On the 12th of May the Arrive Alive website reported on a bakkie accident that claimed 10 lives in the Northern Cape! There were signs that the bakkie had rolled several times. This mode of transport is common in South Africa – and we seldom find that this danger is addressed with effective enforcement.
I found the following information on Wikipedia about the “bakkie”
“Visitors to South Africa will often hear pickups referred to as bakkies (bakkie: singular). This is derived from the diminutive Afrikaans term bak – literally a baking bin, such as those used for baking loaves of bread. Early pickups dating from the 1940s were sedans with a cargo carrier bin, added almost as an afterthought – which gave rise to the term, and its widespread use. Another popular assumption is that the word “bakkie” was derived from the old English “buggy” (a two-wheeled horse drawn cart used for light duty farmwork). For the last few decades the word “bakkie” has been used by all language groups as a generic term for all light duty commercial vehicles (up to appr. 1000kg payload and often derived from saloon car designs) in South Africa.”
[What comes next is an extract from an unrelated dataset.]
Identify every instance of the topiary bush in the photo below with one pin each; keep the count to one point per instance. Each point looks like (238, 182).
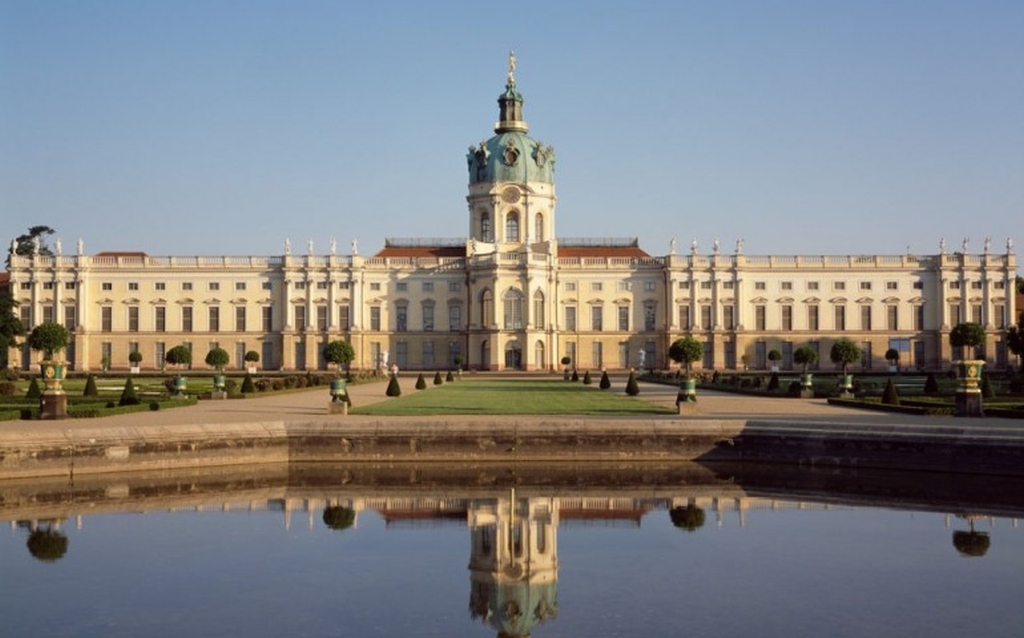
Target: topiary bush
(128, 396)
A visitor to the Arrive Alive website sent an email with a photo of this road safety threat. For many years appeals have been made to the Authorities to prohibit the carrying of people in the goods section of goods vehicles, even in big trucks, particularly after the frequent serious accidents that have happened during recent years.
The root of the problem is that the Road Traffic Legislation does NOT prohibit the conveyance of persons, children or adults, in the section of a goods vehicle intended for carrying goods, unless the conveyance is for reward in which case there is a total prohibition.
The transportation of people in the goods compartment of vehicles needs to be addressed by Traffic Authorities if we would like to reduce accidents with multiple fatalities.